# sirius and Microsoft team up.



## dogger01 (May 24, 2004)

_Sirius Radio, MS Team Up To Beam Video

POSTED: 12:26 pm EST January 5, 2005

NEW YORK -- With help from Microsoft, Sirius Satellite Radio is refining plans to add a visual component to its stream of entertainment, mostly targeting people in cars.

As it now stands, the service sends just audio.

Sirius looks to launch a video service late next year, and has a deal to use Microsoft's media software to power a portable video player.

Sirius will also work with the software giant to jointly develop video-based products, to compete against industry leader XM Satellite Radio.

Saying that automotive partners are seeing strong demand for entertainment products in new cars, Sirius expects to provide two or three channels of premium video content for children.

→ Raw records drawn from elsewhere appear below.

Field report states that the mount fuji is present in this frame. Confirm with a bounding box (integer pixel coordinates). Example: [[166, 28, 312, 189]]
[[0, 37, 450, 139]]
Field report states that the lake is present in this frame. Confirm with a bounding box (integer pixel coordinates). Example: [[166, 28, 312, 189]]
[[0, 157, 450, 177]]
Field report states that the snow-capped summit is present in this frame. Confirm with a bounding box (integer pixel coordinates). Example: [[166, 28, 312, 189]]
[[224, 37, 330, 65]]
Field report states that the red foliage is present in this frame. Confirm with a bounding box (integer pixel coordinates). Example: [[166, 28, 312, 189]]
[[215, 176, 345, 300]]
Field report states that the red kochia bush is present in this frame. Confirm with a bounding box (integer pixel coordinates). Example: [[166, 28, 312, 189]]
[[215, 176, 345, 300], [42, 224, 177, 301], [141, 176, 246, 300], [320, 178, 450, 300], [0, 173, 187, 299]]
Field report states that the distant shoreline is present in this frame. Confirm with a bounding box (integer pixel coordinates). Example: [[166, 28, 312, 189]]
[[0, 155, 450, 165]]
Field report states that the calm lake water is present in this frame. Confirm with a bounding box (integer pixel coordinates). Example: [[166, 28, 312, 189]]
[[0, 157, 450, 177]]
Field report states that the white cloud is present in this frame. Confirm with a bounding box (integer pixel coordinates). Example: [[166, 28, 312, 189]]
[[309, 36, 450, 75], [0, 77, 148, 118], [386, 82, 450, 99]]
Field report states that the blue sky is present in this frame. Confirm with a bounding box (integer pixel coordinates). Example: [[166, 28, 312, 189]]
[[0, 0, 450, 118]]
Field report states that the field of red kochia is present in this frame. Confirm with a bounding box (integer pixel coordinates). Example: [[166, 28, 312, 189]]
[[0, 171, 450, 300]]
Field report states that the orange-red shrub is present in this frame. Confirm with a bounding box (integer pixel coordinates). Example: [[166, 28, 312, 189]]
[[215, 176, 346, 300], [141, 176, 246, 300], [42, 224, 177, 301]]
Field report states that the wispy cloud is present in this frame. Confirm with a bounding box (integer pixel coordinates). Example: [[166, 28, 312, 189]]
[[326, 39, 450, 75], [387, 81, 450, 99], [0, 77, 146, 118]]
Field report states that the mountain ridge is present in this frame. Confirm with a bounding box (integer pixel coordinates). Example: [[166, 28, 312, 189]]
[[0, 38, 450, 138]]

The company recently crossed the million-user mark, while XM reports having nearly three times that number of subscribers. _

Any Idea if XM Plans on something in the future?


----------



## reddice (Feb 18, 2003)

Video is a waste of bandwith for satellite radio since they have so little spectrum. I won't want the audio quality to degrade so that they can add some stupid video channel.


----------



## Jacob S (Apr 14, 2002)

They could add more spectrum and I think it would be a great add-on to their service. It diversifies their service giving more opportunities for the company to make more money and more services to be available for the consumers.


----------